Tra i firmatari anche Omar El Hamdoon, presidente della Muslim Association of Britain, anch’essa inclusa nel report sulla Fratellanza del governo britannico. Daud Abdullah è invece il responsabile del sito informazione Middle East Monitor, schierato ideologicamente con la Fratellanza; Maha Azzam, ex analista della Chatham House, attualmente presidente dell’Egyptian Revolutionary Council, ovvero il governo ombra dell’opposizione egiziana con base a Ginevra e le cui posizioni oltranziste sono ben note. Sarebbe sufficiente unire il proprio nome a quelli appena elencati nomi per essere inseriti nella lista nera delle autorità egiziane o per lo meno essere posti sotto sorveglianza. Nell’ottobre 2013 Maha Azzam e la Alexander avevano partecipato alla conferenza Rethinking the Arab transition: opportunities and threats to democratization in the aftermath of the arab uprising organizzata University of Westminster, per ritrovarsi a protestare insieme durante la visita del presidente egiziano a Londra. Maha Azzam, l’Egyptian Revolutionary Council e tutta la Fratellanza in Gran Bretagna sono nel mirino delle autorità egiziane poiché rappresentano il cuore del movimento in Europa. La Azzam lo è ancor di più in quanto nata in Egitto – tra l’altro nipote del leader di Al Qaeda Ayman al-Zawahiri – e presidente dell’organismo ufficiale dell’opposizione al governo che promuove senza sosta un’azione di lobbying presso le istituzioni e i governi europei. Non a caso, il 19 aprile 2015, Yasser Abu Al-Futuh, il Segretario generale del Comitato preposto a sequestrare i beni della Fratellanza in Egitto, ha annunciato che l’Egitto avrebbe chiesto a numerosi governi occidentali la confisca dei beni di trenta membri dell’Egyptian Revolutionary Council compresi quelli della Azzam. 

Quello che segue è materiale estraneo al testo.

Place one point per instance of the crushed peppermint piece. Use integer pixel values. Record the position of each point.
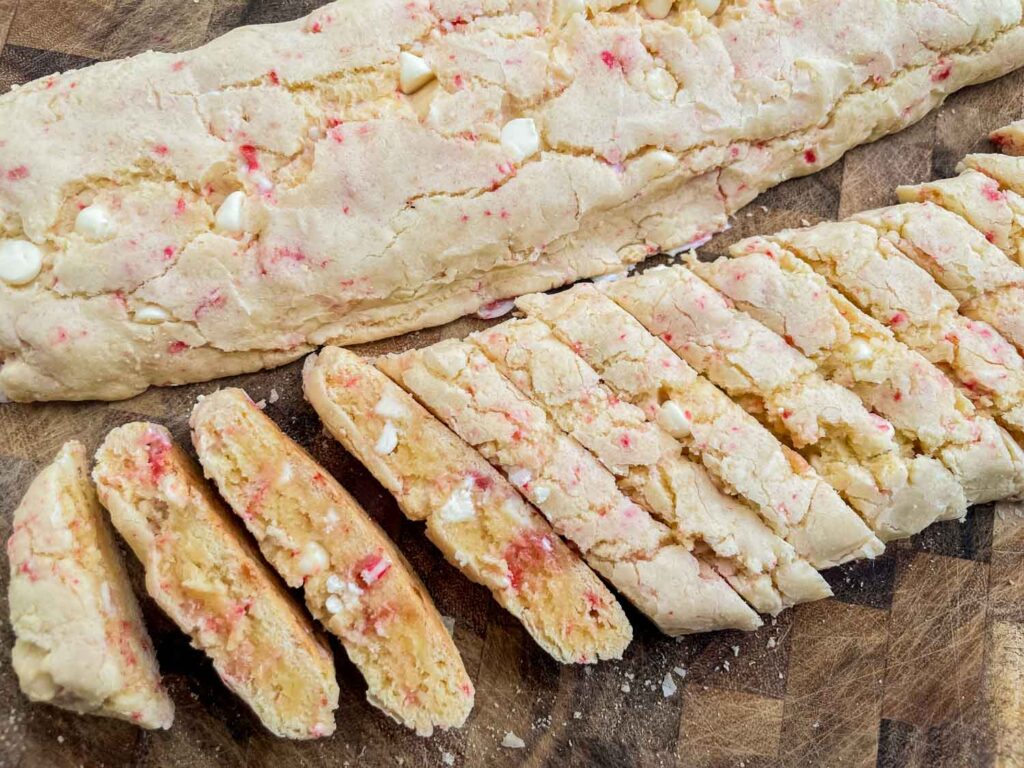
(512, 741)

La vicinanza della Alexander agli ambienti della Fratellanza britannica non è comunque recente. Già nel 2009 partecipava a un evento organizzato dalla Federation of Student Islamic Societies (FOSIS) con Azzam Tamimi, altro pilastro dei Fratelli musulmani del Regno Unito. Le credenziali, le amicizie e i contatti della Alexander non sono state un buon viatico per Giulio Regeni al Cairo e non v’è dubbio hanno contribuito a segnalarlo alle autorità che ne avranno sorvegliato le attività, i movimenti, le telefonate. Su questo non v’è dubbio. Ma non si comprende perché uno studente italiano, sebbene con un pedigree “sospetto”, sia potuto essere oggetto di torture protratte nel tempo da parte di ambienti governativi. Troppo pericoloso ed esagerato colpire un cittadino straniero. Quanto accaduto a Regeni è ancor più incomprensibile se si pensa che lo scorso 21 febbraio Medhat Maher, un altro dottorando, questa volta egiziano, è stato arrestato per via della sua vicinanza alla Fratellanza e per il possesso di materiali sull’estremismo islamico. Maher era già stato arrestato nel settembre 2014 per essere rilasciato sei mesi dopo. Perché non fare la stessa cosa con Giulio Regeni? Perché torturarlo? A questo punto si potrebbe azzardare un’altra ipotesi. La frequentazione dell’opposizione, l’allargarsi della rete dei contatti in un contesto, che è il più controllato e sorvegliato in Egitto e che è di conseguenza il più sospettoso e attento nel salvaguardare i propri segreti, avrebbe potuto fare scattare un allarme nei confronti di un cittadino straniero che sapeva troppo e che avrebbe potuto riferire quanto conosceva a terze persone non gradite.

Purtroppo Giulio non c’è più, ma come ha rilevato Fausto Biloslavo parte della responsabilità va attribuita a chi lo ha inviato in Egitto a frequentare ambienti a dir poco pericolosi, a chi indirettamente gli ha fornito delle pericolose credenziali e che potrebbe averlo dato in pasto ai suoi aguzzini.